# New to Building-First Rod



## reddog1 (May 3, 2003)

Just finished my first rod build. It is a Rainshadow 1267F rated to 2-6 oz. It turned out pretty well for a first try. I used that diamond shrink wrap and hardaloy guides.


----------



## Paully (Sep 1, 2005)

reddog1...
love the choice of colors. looks good
first rod build...WELCOME to the addiction. 
keep building and posting

tight lines


----------



## reddog1 (May 3, 2003)

Thanks

Actually, I made it for my wife...she picked out the colors.


----------



## Paully (Sep 1, 2005)

WAIT A MINUTE.....she fishes and has good taste? 
DUDE KEEP HER!!!!   
Seriously...nice job.

tight lines


----------



## rattler (Jul 3, 2004)

nice job...


----------



## Gar (Oct 2, 2005)

reddog1 said:


> Thanks
> 
> Actually, I made it for my wife...she picked out the colors.
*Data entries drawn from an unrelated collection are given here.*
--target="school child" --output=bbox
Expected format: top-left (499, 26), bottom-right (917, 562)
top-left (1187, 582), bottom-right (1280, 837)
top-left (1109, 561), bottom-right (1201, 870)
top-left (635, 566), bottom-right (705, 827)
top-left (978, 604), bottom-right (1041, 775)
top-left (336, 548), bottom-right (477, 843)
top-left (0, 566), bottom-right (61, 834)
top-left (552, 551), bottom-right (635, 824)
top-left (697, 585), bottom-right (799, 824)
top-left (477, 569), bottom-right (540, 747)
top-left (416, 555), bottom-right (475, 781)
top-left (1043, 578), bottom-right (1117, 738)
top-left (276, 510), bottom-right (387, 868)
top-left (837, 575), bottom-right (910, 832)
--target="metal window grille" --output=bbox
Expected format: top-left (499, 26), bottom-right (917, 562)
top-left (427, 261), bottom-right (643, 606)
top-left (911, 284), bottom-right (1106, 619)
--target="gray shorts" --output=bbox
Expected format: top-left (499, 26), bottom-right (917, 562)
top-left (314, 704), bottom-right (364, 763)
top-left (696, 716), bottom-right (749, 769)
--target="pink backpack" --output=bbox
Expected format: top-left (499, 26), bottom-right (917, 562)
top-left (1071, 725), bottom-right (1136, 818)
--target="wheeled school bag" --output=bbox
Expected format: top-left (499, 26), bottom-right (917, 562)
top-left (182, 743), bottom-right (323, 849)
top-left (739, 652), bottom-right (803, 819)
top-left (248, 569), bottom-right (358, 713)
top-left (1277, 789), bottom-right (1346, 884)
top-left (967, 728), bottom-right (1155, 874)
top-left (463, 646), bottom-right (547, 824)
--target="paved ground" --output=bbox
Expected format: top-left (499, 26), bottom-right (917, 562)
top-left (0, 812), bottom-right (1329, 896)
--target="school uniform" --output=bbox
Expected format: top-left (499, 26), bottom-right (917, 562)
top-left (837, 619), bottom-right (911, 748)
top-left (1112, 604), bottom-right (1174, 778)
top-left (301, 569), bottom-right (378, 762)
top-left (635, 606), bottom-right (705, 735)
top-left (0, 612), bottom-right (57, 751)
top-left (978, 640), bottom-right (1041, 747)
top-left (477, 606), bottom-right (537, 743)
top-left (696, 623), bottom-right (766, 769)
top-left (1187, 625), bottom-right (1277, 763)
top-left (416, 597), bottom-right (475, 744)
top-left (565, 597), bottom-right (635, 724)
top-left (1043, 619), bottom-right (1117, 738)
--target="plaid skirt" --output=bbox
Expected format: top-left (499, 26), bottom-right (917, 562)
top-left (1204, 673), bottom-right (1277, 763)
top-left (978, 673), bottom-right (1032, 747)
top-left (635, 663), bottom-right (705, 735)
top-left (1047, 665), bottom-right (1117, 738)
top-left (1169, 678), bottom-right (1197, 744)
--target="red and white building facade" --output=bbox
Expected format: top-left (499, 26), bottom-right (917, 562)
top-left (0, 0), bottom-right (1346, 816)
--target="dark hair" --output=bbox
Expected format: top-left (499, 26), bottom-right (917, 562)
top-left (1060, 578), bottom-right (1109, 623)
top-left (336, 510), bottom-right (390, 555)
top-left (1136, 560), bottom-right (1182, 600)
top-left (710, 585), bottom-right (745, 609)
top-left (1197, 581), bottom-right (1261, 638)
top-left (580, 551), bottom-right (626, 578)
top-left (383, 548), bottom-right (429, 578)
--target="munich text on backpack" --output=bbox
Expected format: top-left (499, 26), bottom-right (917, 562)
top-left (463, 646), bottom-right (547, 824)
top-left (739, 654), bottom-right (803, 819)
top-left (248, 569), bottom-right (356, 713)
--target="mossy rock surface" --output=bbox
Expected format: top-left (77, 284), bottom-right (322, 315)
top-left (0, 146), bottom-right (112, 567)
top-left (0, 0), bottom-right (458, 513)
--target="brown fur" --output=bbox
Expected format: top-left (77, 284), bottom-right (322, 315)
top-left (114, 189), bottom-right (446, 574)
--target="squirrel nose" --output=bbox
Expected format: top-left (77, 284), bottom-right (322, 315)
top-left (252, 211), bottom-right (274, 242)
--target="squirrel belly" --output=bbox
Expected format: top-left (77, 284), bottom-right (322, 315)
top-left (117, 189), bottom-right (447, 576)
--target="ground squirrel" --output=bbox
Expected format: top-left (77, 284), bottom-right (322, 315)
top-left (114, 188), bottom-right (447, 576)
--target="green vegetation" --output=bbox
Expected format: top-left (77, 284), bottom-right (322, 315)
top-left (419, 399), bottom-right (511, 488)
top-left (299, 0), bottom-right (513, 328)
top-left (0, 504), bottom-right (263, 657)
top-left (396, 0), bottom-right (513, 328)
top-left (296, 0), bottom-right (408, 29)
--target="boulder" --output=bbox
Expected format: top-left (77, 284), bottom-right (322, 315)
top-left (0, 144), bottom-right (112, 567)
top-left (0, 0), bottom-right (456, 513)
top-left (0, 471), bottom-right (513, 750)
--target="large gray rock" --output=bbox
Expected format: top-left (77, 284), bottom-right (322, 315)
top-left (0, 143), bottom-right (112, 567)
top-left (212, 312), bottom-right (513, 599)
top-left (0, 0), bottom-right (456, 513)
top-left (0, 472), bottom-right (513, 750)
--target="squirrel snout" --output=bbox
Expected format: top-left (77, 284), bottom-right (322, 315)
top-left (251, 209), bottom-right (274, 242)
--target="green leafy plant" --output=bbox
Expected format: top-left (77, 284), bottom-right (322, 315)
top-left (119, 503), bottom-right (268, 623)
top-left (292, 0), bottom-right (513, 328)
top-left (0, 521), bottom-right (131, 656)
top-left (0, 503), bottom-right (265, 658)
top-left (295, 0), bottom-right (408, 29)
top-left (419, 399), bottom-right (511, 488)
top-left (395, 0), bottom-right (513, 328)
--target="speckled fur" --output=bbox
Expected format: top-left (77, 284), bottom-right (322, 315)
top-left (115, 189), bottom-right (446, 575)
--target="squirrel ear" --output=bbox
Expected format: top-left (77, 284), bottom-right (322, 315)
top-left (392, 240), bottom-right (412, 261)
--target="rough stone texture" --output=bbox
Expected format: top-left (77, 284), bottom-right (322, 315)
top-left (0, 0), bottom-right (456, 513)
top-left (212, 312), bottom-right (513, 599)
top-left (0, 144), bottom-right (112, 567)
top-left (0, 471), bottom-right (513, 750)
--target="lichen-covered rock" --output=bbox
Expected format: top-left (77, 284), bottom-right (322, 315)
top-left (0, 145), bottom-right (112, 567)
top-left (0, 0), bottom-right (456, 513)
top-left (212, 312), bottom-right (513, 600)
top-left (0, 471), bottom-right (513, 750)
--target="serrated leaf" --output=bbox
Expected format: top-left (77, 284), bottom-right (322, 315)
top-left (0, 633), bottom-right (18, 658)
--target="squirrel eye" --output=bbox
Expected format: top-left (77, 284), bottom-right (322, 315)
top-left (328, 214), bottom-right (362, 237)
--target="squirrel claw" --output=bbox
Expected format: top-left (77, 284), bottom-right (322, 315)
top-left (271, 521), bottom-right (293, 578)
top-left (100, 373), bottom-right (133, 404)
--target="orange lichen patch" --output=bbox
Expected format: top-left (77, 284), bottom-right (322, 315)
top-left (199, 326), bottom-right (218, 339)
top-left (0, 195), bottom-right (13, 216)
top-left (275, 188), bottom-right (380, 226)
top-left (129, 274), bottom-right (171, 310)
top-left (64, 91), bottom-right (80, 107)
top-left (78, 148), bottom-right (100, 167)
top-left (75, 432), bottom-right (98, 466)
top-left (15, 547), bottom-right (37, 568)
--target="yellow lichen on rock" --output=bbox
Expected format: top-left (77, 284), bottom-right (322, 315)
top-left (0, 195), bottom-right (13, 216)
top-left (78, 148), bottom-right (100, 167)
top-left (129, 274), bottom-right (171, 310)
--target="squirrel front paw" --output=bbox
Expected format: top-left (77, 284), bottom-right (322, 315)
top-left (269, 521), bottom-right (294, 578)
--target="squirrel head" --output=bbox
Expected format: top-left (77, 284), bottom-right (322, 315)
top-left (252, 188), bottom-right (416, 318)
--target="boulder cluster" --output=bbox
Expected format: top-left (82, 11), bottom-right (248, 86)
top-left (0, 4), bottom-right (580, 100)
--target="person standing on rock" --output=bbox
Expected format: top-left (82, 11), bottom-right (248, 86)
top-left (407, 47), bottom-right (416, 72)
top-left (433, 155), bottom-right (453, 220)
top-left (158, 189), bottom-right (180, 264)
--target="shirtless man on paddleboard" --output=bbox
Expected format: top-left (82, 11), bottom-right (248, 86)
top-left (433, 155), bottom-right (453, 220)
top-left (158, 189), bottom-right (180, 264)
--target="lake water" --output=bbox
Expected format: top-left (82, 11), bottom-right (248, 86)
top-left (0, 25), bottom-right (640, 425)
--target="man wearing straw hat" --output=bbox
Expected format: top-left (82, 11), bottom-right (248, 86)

Smart move! Now you can build 2 for yourself without any hassle


----------



## reddog1 (May 3, 2003)

Gar said:


> Smart move! Now you can build 2 for yourself without any hassle


Thats right, I just started a 13'.


----------



## Paully (Sep 1, 2005)

reddog1..........
which blank are you building???


----------



## reddog1 (May 3, 2003)

Rainshadow 1569.


----------



## Paully (Sep 1, 2005)

reddog1...
1569? hmmmmm. I heard heard some negative comments about the 1569. Most being they are "fragile". From what I understand.. Batson made the walls of the blank to thin, trying to cut down on the weight. I haven't built or fished one myself so what I relay is from others. Nomatter...
I did get my hands on one at the rod show back in Feb. and loved the way it felt (though I didn't get to cast it). The weight is great and the 50 50 split is great for hauling it (if you don't have a roof rack). I do have a 1509 and LOVE IT. So ...if you would ...get it built and let us know your take on it. Thanks.

tight lines


----------



## Sandcrab (Mar 20, 2002)

*Me too!*

Guys...

Just finished a new rod for my wife too - All Star 1265/2, 10'6", 1-3 oz. She wanted her wraps in pink! I will post photos once I find out how to reduce them in size...

I gave away her old Ugly Stick so I owed her...I also did her foregrip wrap in pink, black, and silver in chevron design. 

Sandcrab



Paully said:


> WAIT A MINUTE.....she fishes and has good taste?
> DUDE KEEP HER!!!!
> Seriously...nice job.
> 
> tight lines


----------